For this reason, logistic regression, a powerful tool for analyzing patient characteristics, was performed to identify the most beneficial variables in predicting postpartum depression. Astonishingly, when ‘depressive symptoms immediately after delivery’ (EPDS and BDI at 1 week postpartum), ‘anxiety’ (BAI prepartum), ‘stress factors from relationships’ (MSS prepartum and CSI 1 week postpartum) or ‘self-esteem’ (RSES prepartum) were added to the prepartum depressive symptoms (EPDS and BDI prepartum), there was no additional effect in the prediction of postpartum depression. These results raise doubts about whether any incidental information besides prepartum depression should be collected and examined to predict postpartum depression, particularly when considering the effort and expense required gathering information from women around the time of childbirth. As shown in Table 5, and in prior studies, the links between depression, anxiety, and other psychological features are prominent, as shown by the increased covariance between variables.33 For these reasons, we would rather focus on prepartum depression, which can be measured by the EPDS and BDI tests, and save resources by not attempting to tap into many factors that have no additional advantage for prediction.

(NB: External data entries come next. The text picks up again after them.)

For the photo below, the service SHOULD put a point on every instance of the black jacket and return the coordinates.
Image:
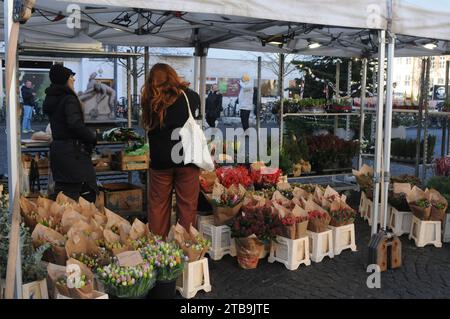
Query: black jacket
(73, 141)
(160, 141)
(27, 96)
(213, 105)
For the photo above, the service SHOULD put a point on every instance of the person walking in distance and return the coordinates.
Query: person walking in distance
(28, 103)
(245, 100)
(213, 106)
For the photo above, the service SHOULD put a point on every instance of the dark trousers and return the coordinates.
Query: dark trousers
(75, 190)
(245, 114)
(211, 121)
(187, 187)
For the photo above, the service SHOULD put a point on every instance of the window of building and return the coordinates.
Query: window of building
(407, 80)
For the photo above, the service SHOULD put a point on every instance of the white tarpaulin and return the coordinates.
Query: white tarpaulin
(341, 28)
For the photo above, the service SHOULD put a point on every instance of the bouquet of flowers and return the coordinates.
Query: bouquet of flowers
(226, 202)
(207, 181)
(397, 196)
(77, 280)
(341, 214)
(167, 258)
(317, 216)
(419, 203)
(439, 206)
(265, 176)
(229, 176)
(192, 243)
(251, 230)
(127, 281)
(364, 179)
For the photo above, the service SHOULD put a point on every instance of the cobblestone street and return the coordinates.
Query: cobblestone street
(425, 273)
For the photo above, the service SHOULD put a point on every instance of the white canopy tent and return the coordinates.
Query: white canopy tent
(343, 28)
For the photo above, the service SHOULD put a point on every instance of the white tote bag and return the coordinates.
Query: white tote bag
(195, 147)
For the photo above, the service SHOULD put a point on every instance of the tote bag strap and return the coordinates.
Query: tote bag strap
(189, 106)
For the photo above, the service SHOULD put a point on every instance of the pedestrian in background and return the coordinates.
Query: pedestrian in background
(28, 98)
(245, 100)
(73, 142)
(213, 106)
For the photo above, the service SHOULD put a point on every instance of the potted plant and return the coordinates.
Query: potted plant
(33, 269)
(168, 260)
(253, 229)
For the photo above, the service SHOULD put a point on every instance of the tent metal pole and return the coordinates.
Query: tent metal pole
(419, 119)
(202, 87)
(146, 62)
(129, 103)
(425, 125)
(11, 30)
(196, 87)
(388, 126)
(379, 131)
(447, 100)
(349, 94)
(281, 92)
(337, 93)
(258, 106)
(362, 107)
(444, 120)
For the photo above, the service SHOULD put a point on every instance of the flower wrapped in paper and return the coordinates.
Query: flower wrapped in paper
(229, 176)
(57, 252)
(74, 281)
(207, 181)
(263, 176)
(397, 196)
(318, 218)
(226, 202)
(129, 281)
(192, 243)
(341, 214)
(364, 178)
(419, 203)
(439, 206)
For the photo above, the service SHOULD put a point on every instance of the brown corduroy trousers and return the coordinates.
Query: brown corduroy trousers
(161, 183)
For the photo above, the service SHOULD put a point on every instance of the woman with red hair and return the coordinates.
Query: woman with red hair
(164, 100)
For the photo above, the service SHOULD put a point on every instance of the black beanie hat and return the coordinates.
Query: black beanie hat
(59, 74)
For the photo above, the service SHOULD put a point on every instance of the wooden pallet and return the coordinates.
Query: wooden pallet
(131, 162)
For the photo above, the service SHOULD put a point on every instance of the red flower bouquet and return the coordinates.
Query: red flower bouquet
(234, 176)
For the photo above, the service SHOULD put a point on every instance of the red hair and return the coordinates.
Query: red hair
(161, 90)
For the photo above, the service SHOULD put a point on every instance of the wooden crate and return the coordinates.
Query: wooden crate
(131, 163)
(123, 197)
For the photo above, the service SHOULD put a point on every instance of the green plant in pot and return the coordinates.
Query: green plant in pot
(33, 269)
(169, 261)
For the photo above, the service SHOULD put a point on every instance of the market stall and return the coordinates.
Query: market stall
(256, 26)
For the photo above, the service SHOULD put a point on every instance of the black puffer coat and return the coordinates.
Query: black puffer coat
(73, 141)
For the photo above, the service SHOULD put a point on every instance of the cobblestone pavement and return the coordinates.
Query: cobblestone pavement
(425, 273)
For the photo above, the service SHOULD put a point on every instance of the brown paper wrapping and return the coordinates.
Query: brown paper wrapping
(414, 195)
(181, 236)
(57, 252)
(437, 198)
(138, 230)
(222, 215)
(85, 292)
(80, 243)
(248, 250)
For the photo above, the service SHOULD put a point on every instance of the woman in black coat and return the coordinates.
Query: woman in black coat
(73, 142)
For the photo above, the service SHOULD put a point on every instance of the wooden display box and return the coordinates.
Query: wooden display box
(131, 163)
(123, 197)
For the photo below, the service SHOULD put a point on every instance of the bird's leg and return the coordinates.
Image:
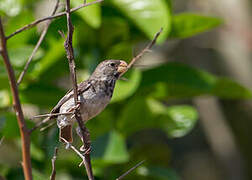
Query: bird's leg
(86, 147)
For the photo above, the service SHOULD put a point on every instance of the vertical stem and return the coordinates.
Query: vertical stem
(25, 136)
(70, 57)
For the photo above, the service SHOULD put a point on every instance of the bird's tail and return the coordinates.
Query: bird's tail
(66, 133)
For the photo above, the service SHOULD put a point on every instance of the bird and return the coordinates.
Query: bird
(94, 94)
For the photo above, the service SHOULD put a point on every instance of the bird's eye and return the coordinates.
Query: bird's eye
(112, 64)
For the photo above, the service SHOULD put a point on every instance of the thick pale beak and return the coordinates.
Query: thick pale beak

Our findings have clinical implications and consequences about the economical and efficient prediction of postpartum depression as follows. First, it is hard to find any distinctive sociodemographic or obstetric indicators, even considering the mother's anxiety, relationship stress, marital satisfaction, and self-esteem, other than prepartum depression. Therefore, we need to pay close attention to women's depressive symptoms during pregnancy more than to any other factor.34 Second, we used a prospective study, which is the most reliable method to discover the effect of predictive factors on postpartum depression; prior to this study, the prospective method has been poorly applied in Asia, including South Korea. In addition, we selected the groups of women with and without postpartum depression from a large pool in order to minimize the noise in the diagnosis of postpartum depression and make clear the characteristics of both groups. Third, in our prospective study, going one step beyond a simple comparison, logistic regression was applied. This study, which closely examined various factors on PPD to the exclusion of the effect of prepartum depression, could be a great help to determine the most efficient way to predict the disorder.
There are two limitations that should be taken into account in interpreting the findings in this study. First, 60 women comprise the final subjects of this study. Further study will be needed using more subjects and diverse scales in order to assure more robust results. Second, prepartum depression, which was found to be a good predictor, was measured only once, at 24 weeks pregnancy. Future research should also aim to assess various time points during pregnancy in order to find the assessment time frame with the best predictive value for postpartum depression.